The proposal, which applies to leases from 2017 to 2022, will open up federal waters off the coasts of Virginia, North Carolina, and South Carolina. Areas of the Beaufort and Chukchi waters off of Alaska are expected to be excluded from oil and gas development.
"Opening the Eastern Seaboard to oil companies is a prize the industry has sought for decades," notes the New York Times. This is not the first time the Obama administration has given Big Oil access to the Atlantic. In 2010 the administration approved drilling leases off of Virginia, but this proposal was aborted following the 2010 BP spill.
The proposal appears to fly in the face of Obama's highly-publicized move to protect some of Alaska's Arctic National Wildlife Refuge as Wilderness, which many hope will curtail some Arctic oil drilling if approved by Congress.
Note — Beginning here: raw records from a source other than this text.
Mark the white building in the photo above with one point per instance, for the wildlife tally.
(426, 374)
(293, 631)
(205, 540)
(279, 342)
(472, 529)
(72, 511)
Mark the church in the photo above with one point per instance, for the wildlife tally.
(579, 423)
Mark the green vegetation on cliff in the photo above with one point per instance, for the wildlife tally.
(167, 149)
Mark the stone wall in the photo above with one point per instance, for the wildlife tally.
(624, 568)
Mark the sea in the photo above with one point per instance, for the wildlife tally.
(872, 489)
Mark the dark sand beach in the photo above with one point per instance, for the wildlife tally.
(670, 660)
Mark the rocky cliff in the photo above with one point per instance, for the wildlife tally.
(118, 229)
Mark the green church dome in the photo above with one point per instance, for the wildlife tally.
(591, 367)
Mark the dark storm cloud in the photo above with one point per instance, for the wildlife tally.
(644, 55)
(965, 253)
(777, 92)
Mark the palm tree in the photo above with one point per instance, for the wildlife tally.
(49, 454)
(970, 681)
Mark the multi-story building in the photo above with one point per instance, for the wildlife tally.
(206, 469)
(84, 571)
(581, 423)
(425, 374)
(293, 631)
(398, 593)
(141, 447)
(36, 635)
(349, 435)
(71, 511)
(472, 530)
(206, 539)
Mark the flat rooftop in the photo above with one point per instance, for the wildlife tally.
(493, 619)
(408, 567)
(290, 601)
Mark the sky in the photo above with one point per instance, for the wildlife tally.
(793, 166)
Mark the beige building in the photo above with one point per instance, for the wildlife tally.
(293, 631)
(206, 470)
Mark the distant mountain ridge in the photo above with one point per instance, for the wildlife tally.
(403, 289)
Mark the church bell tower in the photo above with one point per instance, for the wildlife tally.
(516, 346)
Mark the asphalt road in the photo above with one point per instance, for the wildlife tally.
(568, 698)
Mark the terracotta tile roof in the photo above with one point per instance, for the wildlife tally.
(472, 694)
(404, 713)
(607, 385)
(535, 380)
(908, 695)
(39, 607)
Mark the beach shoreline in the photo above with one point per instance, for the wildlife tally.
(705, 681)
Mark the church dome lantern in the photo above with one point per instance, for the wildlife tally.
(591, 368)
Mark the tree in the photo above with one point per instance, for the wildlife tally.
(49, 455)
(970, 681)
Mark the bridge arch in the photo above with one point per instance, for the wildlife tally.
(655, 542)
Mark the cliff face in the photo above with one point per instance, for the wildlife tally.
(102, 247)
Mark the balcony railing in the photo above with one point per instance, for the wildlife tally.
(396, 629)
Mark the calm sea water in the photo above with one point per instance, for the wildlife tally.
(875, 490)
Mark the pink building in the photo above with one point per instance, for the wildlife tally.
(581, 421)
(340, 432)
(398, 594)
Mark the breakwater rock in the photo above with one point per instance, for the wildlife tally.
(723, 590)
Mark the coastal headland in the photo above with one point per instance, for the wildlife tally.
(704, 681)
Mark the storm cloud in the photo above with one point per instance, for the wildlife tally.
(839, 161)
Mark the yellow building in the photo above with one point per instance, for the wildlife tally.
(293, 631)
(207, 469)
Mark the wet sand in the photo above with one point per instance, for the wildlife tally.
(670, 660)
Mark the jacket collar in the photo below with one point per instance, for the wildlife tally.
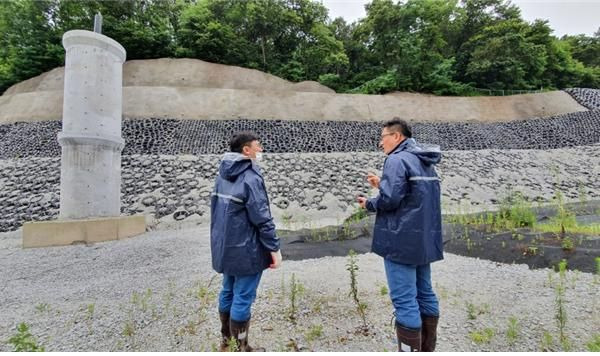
(402, 145)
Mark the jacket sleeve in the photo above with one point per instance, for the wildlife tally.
(393, 187)
(259, 214)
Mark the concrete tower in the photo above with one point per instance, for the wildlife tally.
(90, 177)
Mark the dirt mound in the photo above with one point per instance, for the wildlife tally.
(194, 89)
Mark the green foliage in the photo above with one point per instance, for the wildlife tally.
(560, 307)
(352, 267)
(440, 47)
(23, 341)
(518, 211)
(482, 336)
(296, 289)
(594, 344)
(512, 333)
(315, 332)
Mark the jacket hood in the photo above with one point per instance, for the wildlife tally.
(428, 154)
(233, 164)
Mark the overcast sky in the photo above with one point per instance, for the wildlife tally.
(565, 17)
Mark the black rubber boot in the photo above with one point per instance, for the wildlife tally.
(225, 332)
(429, 332)
(239, 331)
(409, 340)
Obama's contradictory policies sparked immediate criticism, including the following Tweets from journalist, author, and oil expert Antonia Juhasz:
\u201cObama can't sacrifice the Atlantic in some sort of sick trade for parts of the Arctic. How has that worked out for the Gulf? #offshore #oil\u201d— Antonia Juhasz (@Antonia Juhasz) 1422380689
\u201cJustice Dept argues catastrophic harms of #offshore #oil drilling in trial against #BP, & White House proposes expanding to the Atlantic?!\u201d— Antonia Juhasz (@Antonia Juhasz) 1422382153
Critics say that expanded drilling not only poses a threat to people and ecosystems in the direct path of oil spills, but also to global climate. A peer-reviewed study published last month in the journal Nature found that, in order to avoid a catastrophic global temperature increase, the majority of fossil fuel deposits around the world--including 92 percent of U.S. coal, all Arctic oil and gas, and a majority of Canadian tar sands--must remain untapped.
"Despite the continued rhetoric by the president," said Snape, "his administration continues to push us in the wrong direction of climate change. This is exactly the wrong way to go. We should not be expanding drilling, we should be reducing it."